Formation testing is one of the key steps of reservoir evaluation and provides essential information about static pressure of reservoir layers, water-hydrocarbon contact depth and hydrocarbon volume in place. In a gas bearing zone drilled with water-based mud (or oil-based mud), the pressure measurements in the gas zone are influenced by mud filtrate (liquid) invasion effect. The formation tester measures the pressure of filtrate, which is less than the reservoir pressure for the gas phase by an amount equal to the capillary pressure.
In tight formations, a reliable determination of pressure gradient is challenging due the low reservoir permeability, weak mud cake build-up on the wellbore wall, continuous invasion of the mud filtrate from the wellbore into the reservoir, and by the effect capillary pressure that causes mud filtrate to be imbibed into the reservoir. Thus, the measured pressure in tight reservoirs may be different than the actual formation pressure as a result of the supercharging effect.

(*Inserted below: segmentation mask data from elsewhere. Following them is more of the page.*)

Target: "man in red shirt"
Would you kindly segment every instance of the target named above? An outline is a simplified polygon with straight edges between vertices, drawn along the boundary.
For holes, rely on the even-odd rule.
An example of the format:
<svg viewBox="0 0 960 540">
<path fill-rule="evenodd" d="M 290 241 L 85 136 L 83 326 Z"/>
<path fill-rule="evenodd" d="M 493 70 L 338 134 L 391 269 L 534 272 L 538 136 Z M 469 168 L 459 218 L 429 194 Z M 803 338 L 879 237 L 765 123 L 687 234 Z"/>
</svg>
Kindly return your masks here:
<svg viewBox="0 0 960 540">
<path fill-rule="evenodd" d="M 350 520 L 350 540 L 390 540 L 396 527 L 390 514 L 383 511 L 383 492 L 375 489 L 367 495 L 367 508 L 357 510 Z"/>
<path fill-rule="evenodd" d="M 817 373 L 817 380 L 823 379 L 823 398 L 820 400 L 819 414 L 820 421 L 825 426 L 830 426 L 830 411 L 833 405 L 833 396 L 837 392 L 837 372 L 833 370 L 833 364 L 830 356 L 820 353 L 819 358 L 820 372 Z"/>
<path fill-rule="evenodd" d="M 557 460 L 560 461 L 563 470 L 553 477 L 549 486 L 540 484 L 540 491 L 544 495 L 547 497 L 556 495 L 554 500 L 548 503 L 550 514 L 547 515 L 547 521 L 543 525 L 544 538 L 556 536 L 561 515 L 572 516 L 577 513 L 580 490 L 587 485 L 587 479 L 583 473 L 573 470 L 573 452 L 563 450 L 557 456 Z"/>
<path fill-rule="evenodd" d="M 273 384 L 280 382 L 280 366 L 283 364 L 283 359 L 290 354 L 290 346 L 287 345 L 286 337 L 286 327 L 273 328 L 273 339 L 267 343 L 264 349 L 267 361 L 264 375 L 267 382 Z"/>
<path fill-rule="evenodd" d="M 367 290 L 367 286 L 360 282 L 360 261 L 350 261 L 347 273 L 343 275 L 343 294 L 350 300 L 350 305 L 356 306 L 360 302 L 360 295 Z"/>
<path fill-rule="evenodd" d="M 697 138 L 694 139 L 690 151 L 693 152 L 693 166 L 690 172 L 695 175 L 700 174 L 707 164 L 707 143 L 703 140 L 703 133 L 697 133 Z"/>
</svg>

This paper examines the estimation of the true formation pressure in tight gas reservoirs using numerical simulation approach and evaluates the effect of filtrate invasion and capillary pressure on the measured formation pressure and the gas-water contact depth. The results highlighted that due to the mud filtrate invasion into a gas zone in a tight reservoir, the measured pressure may be less than the actual reservoir pressure, and also pressure gradient may be over-estimated. Therefore in tight gas reservoirs, the under-estimated reservoir pressure and over-estimated pressure gradient may make the measured water-gas contact depth to be different than the actual water-gas contact depth.